No one’s tried to dance with me yet, so it might be time to lose the abya and show off my new harness and sports bra combo.

As I leave tent number one and take a wander through the arena space, I can’t keep my eyes still. It’s Willy Wonker’s chocolate factory but with more dicks. Every kind of sweet is available along with tacos, pizza, fans, flags, and obviously plenty of bars.


 
That being said, I know Sober Pride is currently underway for those queers who want a more chill way to celebrate.

Once I’ve made my way through the various stalls and bars, I get to the heart of Pride – the main stage. The main stage isn’t as busy as the dance tent, but for me it’s truly astounding to hear the sound of queer Bollywood as the bouncers – who are delightful all day – let Maddie and I into the VIP section, which spans the entire width of the stage and goes back about 10 meters.

I’m not sure the platinum gays needed this much space, and the set ups really stunting the community vibes, as well as spreading the crowd thin.


 
Regardless, HUNGAMA’s set is an explosion of colour and the perfect balance between traditional and modern South Asian music, art, and dance, wrapped up in the most to die for sarees.

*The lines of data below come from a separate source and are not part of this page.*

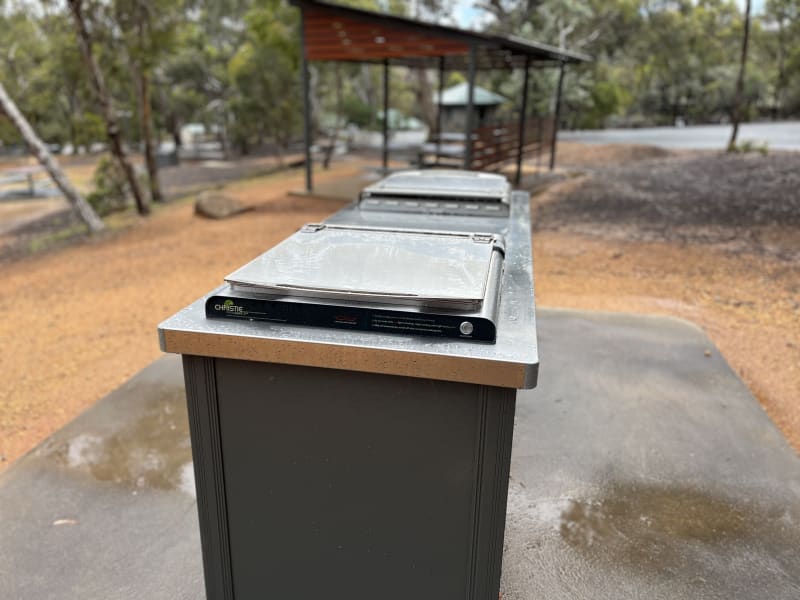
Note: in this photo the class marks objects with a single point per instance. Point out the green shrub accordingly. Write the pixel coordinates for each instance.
(110, 191)
(748, 146)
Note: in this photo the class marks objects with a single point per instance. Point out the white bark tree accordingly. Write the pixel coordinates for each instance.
(42, 154)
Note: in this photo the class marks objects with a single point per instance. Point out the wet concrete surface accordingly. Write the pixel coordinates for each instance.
(105, 508)
(650, 472)
(642, 468)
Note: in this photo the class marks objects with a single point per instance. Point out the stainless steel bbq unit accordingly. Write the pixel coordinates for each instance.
(351, 397)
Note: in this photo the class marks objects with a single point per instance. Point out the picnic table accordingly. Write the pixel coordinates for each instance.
(25, 174)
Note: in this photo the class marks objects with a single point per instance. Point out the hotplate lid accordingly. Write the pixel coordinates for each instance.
(372, 264)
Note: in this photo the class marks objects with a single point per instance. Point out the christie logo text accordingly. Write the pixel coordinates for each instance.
(229, 307)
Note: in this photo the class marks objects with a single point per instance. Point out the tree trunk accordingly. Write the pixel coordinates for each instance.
(425, 99)
(104, 100)
(40, 151)
(147, 135)
(736, 115)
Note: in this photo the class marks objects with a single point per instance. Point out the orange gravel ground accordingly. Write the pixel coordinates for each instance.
(80, 321)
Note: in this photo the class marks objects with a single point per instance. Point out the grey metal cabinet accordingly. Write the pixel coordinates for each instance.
(357, 465)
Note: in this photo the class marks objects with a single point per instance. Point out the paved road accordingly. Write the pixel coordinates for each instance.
(779, 136)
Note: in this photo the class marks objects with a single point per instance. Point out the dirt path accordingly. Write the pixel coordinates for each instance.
(82, 320)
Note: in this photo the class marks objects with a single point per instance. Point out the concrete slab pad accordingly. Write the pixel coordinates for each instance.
(642, 468)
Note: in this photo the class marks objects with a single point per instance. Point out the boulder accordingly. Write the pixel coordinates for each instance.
(215, 205)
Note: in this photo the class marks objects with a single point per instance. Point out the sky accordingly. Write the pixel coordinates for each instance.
(467, 16)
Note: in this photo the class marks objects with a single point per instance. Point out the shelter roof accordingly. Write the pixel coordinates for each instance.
(458, 95)
(340, 33)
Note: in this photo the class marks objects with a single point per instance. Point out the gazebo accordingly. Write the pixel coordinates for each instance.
(454, 100)
(330, 32)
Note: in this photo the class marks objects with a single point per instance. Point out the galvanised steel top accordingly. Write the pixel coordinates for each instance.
(511, 362)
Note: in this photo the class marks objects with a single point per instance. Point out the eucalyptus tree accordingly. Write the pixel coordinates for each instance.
(42, 154)
(105, 102)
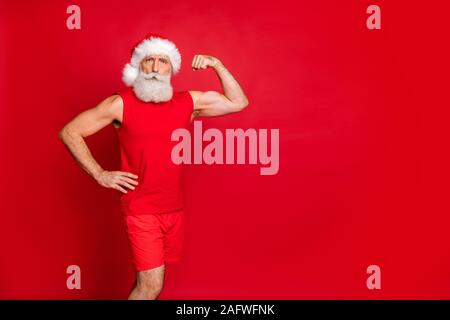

Every Asian person in the audience is taking the opportunity to strut their stuff a little, and a murder of drag queens stand off to the right drooling at the Bollywood drama on stage.


 
Led by BBC Three host Ryan Lanji, whose relentless energy and emotion fills the currently sparse VIP area, Bolly-Illusion, Miss Tikka, and several other incredible artists whose names I cannot find for the life of me, steal my soul for a minute.

As I twist my heels and wrists, twirling around in the unbuttoned abya my cousin gave me for Eid, I think about how blessed I am to have come out to my dad this year. Then how much trouble I’d be in if he saw what I was wearing (or indeed not wearing) under my abya.

There are still so many South Asian and POC communities that don’t feel like they fit in at Pride. Ensuring collectives like HUNGAMA take centre stage is key and makes a real difference.


 
Switching it up, I pop over to the Conrad Guest Cabaret Stage that’s seemingly dripping in (who would have guessed it?) more queens. One of them is on stage in velvet blue, cinched at the waist.

Miss Lola Lasagna is singing ABBA flapping a fan that says ‘FUCK THE TORIES’, which shouldn’t be hard with the Conservative conference round the corner… but it’s not for me.

Miss Lola Lasagna is a bit of me. Even though she’s a smidge fromage, she’s everything you’d want from classic, comedic, interactive drag.


 
Back to the dance tent and it is old skool garage banger after old skool garage banger with DJ Luck & MC Neat. There’s a migraine skank challenge which results in four people getting up on stage, although I’m pretty sure only three were invited.

MC Neat refuses to call a winner, though we all know who it is. Then there are kids and what I think are peacock inspired balloons on the stage.

It’s getting a bit ridiculous, but I don’t think I’ll be leaving this tent for some time – there’s too much arse shaking and finger guns.


 
It’s only 7pm and I’ve still got plenty of glitter in the heels of my DMs, looking around and taking in the entirety of the spread, I’m slightly more understanding about why you might need to take out a mortgage to get into the main weekend Pride events (not that I did).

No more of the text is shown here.